El aroma a jazmín cubría suavemente el ambiente desde unos arbustos laterales, y eso mejoraba el estado de ánimo de los amigos.
Llamaba la atención las parejas que estaban en aquel patio, que por lo visto se reencontraban con pequeños momentos de felicidad, de afectuosa relación, gente que se miraba, sonreía, se tocaban por encima o por debajo de la mesa, intercambiaban los tragos, y dejaban la mirada expandida sobre el dosel de los árboles, que ya no permitía ver todo su esplendor por la llegada del ocaso.
Los ancianos, o como se les llama ahora, adultos mayores, comenzaron a degustar unos cócteles y vinos deliciosos. La conversación fluía agradablemente. Uno de ellos, tal vez atraído por el contexto, introdujo el tema de la felicidad.
—¿Tú eres feliz? —preguntó Abel—, y como para dorar la píldora prosiguió de inmediato.
Te digo la verdad, es que por lo general te percibo melancólico, nostálgico, he llegado a esta conclusión al leer tus relatos, al conversar contigo, y eso que aún no he leído todos tus poemas.
Beto no había quedado extrañado por la pregunta, aunque sí por la forma de hacerla, a boca de jarro. No era algo nuevo para él. Varias veces antes, de una u otra manera, Abel había insinuado a su amigo que él era una persona triste, o entristecida, con añoranzas marcadas por el paso del tiempo y de la historia.
Beto pensó que tal vez tenía razón, pero se quedó un instante callado. Trató de encontrar una explicación simple a la pregunta y se enredaba en respuestas cuasi filosóficas. Habló de la felicidad cuantitativa y la cualitativa. La felicidad objetiva y la subjetiva. La felicidad grupal y la individual.
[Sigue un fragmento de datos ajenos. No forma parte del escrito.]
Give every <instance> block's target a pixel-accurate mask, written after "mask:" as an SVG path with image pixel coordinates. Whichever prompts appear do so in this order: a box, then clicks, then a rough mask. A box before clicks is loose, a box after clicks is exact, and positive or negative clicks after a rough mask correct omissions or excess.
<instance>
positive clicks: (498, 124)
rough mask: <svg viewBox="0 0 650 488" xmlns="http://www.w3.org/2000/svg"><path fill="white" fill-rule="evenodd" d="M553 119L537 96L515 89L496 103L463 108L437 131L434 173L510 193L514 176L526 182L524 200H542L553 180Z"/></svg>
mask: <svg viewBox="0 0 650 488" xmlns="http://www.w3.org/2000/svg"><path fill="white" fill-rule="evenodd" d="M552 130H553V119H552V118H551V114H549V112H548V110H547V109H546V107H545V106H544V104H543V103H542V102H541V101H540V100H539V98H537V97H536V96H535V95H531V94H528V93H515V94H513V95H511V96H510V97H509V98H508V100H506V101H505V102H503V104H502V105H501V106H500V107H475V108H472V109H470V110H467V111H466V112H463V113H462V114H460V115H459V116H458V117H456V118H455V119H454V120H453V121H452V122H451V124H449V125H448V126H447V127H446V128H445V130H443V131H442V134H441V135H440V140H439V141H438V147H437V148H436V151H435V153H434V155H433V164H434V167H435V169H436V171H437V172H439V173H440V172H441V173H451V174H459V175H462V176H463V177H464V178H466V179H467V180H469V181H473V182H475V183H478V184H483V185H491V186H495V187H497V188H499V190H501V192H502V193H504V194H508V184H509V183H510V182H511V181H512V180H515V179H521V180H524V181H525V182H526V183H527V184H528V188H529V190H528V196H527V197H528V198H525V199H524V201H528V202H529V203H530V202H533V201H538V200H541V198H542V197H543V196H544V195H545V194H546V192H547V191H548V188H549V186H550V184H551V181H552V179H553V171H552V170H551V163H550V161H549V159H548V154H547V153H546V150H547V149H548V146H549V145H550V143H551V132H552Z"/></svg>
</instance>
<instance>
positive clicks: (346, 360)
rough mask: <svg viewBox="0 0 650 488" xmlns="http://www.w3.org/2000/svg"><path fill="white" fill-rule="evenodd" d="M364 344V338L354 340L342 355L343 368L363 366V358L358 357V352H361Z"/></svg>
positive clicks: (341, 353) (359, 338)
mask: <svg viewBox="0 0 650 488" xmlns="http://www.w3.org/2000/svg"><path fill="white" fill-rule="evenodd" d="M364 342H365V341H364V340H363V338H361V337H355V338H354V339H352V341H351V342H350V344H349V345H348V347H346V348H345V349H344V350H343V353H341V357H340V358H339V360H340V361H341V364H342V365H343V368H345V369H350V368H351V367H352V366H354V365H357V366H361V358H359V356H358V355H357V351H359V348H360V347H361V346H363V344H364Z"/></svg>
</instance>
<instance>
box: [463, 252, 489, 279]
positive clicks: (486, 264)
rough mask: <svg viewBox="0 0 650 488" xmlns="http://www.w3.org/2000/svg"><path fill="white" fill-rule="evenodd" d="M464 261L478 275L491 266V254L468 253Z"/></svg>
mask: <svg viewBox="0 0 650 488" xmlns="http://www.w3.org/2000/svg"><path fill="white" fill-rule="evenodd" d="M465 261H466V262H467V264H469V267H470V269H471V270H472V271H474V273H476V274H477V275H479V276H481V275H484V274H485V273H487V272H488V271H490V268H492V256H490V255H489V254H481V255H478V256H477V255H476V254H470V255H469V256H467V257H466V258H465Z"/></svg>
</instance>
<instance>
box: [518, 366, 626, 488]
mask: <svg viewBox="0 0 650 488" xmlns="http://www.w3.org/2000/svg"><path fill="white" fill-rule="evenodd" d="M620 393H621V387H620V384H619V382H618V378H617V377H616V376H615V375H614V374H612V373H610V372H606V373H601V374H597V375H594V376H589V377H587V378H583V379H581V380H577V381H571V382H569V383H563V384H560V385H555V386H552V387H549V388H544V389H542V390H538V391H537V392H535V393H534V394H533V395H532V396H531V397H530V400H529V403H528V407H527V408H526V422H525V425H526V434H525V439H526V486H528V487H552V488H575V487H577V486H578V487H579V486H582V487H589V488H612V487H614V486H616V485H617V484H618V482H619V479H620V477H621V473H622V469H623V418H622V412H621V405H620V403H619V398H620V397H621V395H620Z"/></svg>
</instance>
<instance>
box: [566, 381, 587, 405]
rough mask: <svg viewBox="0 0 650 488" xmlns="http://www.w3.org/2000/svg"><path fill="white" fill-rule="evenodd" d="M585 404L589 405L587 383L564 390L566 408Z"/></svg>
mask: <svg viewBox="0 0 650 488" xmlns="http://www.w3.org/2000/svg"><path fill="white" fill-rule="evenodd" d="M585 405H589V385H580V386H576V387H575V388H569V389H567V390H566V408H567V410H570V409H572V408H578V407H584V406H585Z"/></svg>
Midió su felicidad en una escala del 1 al 10 y se colocó en un punto intermedio entre 8 y 9.
En la medida que hablaba iba enfilando mejor el libreto: la felicidad es un estado de grata satisfacción espiritual y física, es tener esperanzas en el futuro, sentirse con ánimo, tener deseos de aprovechar la vida al máximo, cultivar corazones siendo bondadoso, ser feliz es tener a su lado una pareja amada, con quien se pueda dar solución a los variados aspectos que conforman la vida cotidiana.
—Por todo eso, hermano mío, yo me considero una persona feliz, siempre he sido feliz, pero no con una felicidad plena, por eso no punteo 10, sino un poco por debajo —le explicó Beto—.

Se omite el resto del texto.